Saturday, August 24, 2013

Want to graduate with a 4.0?

Now is a good time to go back to college - you can get a 4.0.  Why?  because Obama's new plan to help colleges (who don't actually need any help)  is to tie federal aid to performance - what's the measure of performance - number of graduates, how do you graduate more students, grade inflation.  C is the new F.   A is the new C.

How cool and ultimately useful that will be.   The department of labor says, only about 20% of jobs need a college degree, yet were pumping out about 30%.  Why?   well it's good for the colleges, it's great for the teachers.   Is it good for the students?  with an average debt of $26K and lots of debt in excess of $100K  and almost no empolyment opportunity for recent grads- yeah great idea.  Do you really want to start your job as a janitor with $30,000 of debt, when you could spend half that, see the world and then end up in the same place with half the debt?

But he has a fix for that too.   He wants to cap the payment to 10% of your disposable income, and if you don't get it paid off in 20 years we'll just let it go.  So you can rack up a dept of 50K, have a disposable annual income of $1000 and pay be only $100 a year.  So let's see if we assume a 0 interest load, you'll pay back $2000 of the $50,000  - Don't you wish they'd do that with your car?  Or you house?  Wondering who's going to eat the difference?   

If you get a federal job you can stop paying after 10 years.

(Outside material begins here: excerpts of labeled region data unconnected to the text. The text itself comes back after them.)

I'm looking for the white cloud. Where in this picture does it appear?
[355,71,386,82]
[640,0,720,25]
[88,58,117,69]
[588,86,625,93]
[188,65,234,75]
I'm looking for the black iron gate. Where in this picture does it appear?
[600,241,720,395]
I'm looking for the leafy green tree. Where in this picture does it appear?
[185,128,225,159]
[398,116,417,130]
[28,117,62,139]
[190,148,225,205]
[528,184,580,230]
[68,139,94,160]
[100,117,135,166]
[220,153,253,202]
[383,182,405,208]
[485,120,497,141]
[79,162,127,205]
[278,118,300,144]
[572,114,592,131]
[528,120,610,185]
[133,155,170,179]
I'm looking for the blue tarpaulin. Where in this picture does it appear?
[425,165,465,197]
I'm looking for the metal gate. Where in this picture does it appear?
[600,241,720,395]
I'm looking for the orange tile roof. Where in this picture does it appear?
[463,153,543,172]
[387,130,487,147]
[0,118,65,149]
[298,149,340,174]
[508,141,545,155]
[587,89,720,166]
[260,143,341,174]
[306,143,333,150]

Obviously working for the government is good and working for industry is bad. The obvious message is - BIG GOVERNMENT.    

The flaw they never talk about is what happens when the costs of federal employees exceeds the income tax of the non-government employees -  Government employees pay income tax too you say?  OK so we discount the budget line item for salaries by 17%  Think that'll solve the problem?    You do?  did you forget all the other stuff the government spends money on that isn't salary? Where did that money come from?


Compiled from: WSJABC, NYT, and a few others.
I'd start with the WSJ, more facts less fluff.